Wie schauts aus wenn ich heute Kiffe (habe die letzten 2 Wochen fast jeden Tag ein wenig (!!) geraucht und sagen wir morgen aus irgendwelchen Gründen von der Polizei angehalten werde und nen Drogentest machen muss. (Schnelltest wird natürlich abgelehnt) Würde ich damit meinen Führerschein riskieren?
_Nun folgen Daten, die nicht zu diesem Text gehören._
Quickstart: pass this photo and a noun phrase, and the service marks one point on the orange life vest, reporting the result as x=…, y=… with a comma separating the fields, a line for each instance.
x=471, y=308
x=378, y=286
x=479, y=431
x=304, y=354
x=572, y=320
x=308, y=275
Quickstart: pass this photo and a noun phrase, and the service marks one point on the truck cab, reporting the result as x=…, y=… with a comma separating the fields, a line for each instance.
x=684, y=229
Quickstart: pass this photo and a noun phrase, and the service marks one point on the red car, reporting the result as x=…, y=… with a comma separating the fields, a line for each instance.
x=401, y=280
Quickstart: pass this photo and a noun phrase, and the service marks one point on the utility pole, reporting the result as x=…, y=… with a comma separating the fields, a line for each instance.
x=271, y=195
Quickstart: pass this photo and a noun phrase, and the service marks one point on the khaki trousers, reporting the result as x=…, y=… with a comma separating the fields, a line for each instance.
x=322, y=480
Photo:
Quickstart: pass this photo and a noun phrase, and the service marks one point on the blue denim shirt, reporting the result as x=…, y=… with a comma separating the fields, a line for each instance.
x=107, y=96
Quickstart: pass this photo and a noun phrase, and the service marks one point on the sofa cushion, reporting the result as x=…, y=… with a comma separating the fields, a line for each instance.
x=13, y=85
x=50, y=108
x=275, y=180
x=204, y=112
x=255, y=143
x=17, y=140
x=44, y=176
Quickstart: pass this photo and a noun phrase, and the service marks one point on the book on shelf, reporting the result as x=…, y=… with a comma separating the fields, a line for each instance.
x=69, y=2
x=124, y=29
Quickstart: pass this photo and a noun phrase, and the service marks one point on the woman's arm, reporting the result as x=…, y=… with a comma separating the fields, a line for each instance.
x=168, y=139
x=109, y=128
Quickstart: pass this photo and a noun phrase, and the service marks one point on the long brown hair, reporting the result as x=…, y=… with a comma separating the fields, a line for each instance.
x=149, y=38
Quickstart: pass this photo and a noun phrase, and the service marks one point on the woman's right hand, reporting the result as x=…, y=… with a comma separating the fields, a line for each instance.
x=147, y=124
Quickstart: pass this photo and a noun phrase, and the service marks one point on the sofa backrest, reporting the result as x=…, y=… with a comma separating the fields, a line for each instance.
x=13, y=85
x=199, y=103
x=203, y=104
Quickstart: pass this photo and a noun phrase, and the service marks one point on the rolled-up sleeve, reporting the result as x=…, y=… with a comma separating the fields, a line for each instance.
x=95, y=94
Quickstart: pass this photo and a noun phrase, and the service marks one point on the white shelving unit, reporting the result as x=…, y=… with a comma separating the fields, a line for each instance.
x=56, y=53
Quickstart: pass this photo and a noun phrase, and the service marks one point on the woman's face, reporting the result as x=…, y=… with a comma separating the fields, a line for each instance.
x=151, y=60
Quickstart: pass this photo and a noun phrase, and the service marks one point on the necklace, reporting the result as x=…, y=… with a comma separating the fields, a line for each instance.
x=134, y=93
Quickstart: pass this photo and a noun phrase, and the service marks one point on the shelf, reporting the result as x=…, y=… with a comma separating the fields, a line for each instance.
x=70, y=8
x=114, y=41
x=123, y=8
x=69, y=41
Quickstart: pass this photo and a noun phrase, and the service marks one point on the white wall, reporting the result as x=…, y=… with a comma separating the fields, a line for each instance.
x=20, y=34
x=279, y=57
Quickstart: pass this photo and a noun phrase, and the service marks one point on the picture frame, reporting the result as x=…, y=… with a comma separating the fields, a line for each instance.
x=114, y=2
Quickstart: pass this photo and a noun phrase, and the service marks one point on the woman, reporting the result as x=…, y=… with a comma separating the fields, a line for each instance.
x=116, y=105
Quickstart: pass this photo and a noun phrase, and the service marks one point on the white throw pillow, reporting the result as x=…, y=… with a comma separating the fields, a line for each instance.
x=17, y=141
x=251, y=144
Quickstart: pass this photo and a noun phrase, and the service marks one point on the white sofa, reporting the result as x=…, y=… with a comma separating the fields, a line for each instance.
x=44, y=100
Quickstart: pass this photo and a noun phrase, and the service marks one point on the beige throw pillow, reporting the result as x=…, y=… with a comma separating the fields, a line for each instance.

Abbauprodukte wird man ja sicherlich finden,....aber ab wann werde ich als fahruntüchtig eingestuft?

mfg
Krayzie

fetty board
es gibt keine grenzwerte wie beim alkohol. wenn abbauprodukte gefunden werden (oder andere auffälligkeiten btm betreffend wie anzeigen oä) die auf einen regelmässigen konsum schliessen lassen wird dieser zustand als nicht fahrtüchtig bewertet.

edith ergänzt

Krayzie
danke für deine antwort
trotzdem scheisse,...hatte mich eigentlich schon auf heute abend gefreut. dachte ich hätte mal was von aktivem thc gelesen, welches gefunden werden muss, damit eine fahruntüchtigkeit vorliegt. habe aber dann wohl irgendwas falsch in erinnerung. *abstink*

fetty board
das mag für die strafverfolgung von bedeutung sein. der führerscheinbehörde reicht ein nachgewiesener regelmässiger konsum zur entziehung der fahrerlaubnis.

Krayzie
aber aufgrund von abbauprodukten, welche doch auch bereits nach einmaligem konsum vorhanden sein müssten, ist es doch eigentlich schwachsinnig auf regelmäßigen konsum zu schließen?! oder muss dafür erst eine bestimmte konzentration dieser stoffe vorhanden sein? wenn ja, wie hoch ist diese, beziehungsweise wieviel/wie oft muss man gekifft haben, um diese zu erreichen?

fetty board
laut daldruptabelle:
werte bis ~10 ng/ml COOH (carbonsäure) - seltener/einmaliger konsum
werte von ~10 bis 75 ng/ml COOH - gelegntlicher konsum
ab 75 ng/ml (respektive 150) COOH - regelmäßiger konsum

aktive thcwerte sind soweit ich weiss 5 ng/ml als grenze wo es für die polizei interessant wird. aber das kann als gefährliches halbwissen meinerseits bezeichnet werden. die landesverkehrsbehörde (oder ein anderer user) wird dir genauere werte nennen können.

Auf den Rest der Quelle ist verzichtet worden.